Zebra finch performance is influenced by syllable features

Zebra finch song syllables can be categorized into distinct syllable types (7–12 types) using acoustic features that are standard in many sound analysis programs49,52,53. In order to investigate how performance was related to syllable features, we quantified the following acoustic measures for each syllable from all three male’s motifs used as background stimuli: duration, fundamental frequency, mean frequency, peak frequency, goodness of pitch (referred to here as “harmonicity”), frequency modulation, amplitude modulation, entropy, spectral continuity over time, and spectral continuity over frequency.

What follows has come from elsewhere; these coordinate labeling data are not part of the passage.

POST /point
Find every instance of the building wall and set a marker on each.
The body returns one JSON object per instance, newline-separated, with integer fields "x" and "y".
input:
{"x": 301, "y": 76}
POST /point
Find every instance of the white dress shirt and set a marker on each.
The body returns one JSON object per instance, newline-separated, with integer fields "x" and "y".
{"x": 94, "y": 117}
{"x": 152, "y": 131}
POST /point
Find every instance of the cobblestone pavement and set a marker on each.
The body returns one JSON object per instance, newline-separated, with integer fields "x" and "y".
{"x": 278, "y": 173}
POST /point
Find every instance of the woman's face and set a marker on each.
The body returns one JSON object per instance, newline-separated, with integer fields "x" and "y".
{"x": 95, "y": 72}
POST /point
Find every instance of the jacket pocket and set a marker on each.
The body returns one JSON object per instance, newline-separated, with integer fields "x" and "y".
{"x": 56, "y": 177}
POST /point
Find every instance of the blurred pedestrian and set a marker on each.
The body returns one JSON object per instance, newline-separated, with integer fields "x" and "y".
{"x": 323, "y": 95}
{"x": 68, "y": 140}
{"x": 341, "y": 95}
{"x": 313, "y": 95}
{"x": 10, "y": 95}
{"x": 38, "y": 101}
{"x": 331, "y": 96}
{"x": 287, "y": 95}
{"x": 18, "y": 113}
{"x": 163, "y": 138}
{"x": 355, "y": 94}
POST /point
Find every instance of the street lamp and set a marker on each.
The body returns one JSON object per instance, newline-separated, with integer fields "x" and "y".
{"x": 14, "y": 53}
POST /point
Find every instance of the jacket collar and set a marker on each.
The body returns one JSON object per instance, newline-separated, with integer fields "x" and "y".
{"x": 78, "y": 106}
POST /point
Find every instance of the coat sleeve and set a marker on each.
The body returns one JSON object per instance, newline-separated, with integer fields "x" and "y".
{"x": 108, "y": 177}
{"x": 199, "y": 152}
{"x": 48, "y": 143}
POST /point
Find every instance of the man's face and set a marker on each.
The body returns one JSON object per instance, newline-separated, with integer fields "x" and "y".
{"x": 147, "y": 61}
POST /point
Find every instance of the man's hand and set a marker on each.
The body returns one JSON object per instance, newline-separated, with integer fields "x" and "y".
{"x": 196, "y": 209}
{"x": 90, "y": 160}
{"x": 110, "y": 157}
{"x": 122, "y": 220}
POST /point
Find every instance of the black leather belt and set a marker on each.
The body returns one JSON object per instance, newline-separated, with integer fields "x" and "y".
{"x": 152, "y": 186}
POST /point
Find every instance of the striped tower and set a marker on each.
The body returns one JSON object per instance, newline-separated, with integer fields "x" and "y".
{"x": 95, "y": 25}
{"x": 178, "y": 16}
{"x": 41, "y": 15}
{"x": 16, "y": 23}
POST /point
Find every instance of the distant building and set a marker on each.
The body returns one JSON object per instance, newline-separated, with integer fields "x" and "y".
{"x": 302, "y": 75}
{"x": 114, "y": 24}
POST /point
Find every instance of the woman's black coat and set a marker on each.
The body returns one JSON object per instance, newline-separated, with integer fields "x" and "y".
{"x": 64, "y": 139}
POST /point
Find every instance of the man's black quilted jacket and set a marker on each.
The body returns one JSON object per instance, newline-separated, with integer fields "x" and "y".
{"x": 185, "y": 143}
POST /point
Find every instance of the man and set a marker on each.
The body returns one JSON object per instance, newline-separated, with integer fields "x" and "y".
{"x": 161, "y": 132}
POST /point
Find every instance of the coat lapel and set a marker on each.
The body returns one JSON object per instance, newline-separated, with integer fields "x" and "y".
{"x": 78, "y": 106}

We used linear regression models to ask what features of the background syllables explained differences in performance on discriminating syllable renditions (Table 1). Overall, performance was related to mean frequency, duration, and harmonicity of the background syllables, such that higher frequency syllables tended to be more easily discriminated and, depending on the motif, syllables longer in duration and more harmonic were more easily discriminated. Figure 2 shows which syllable renditions were easiest and hardest for each motif. Note that while the spectrogram and time waveform are useful for visualizing the acoustic differences between types of syllables, they do not capture the rendition-to-rendition acoustic variation that zebra finches are so easily able to discriminate. Still, these results provide insight into what types of syllables might be particularly good sources for behaviorally relevant information in rendition-to-rendition variation.

Table 1 Results of linear regression models asking what types of syllables were most easily discriminated.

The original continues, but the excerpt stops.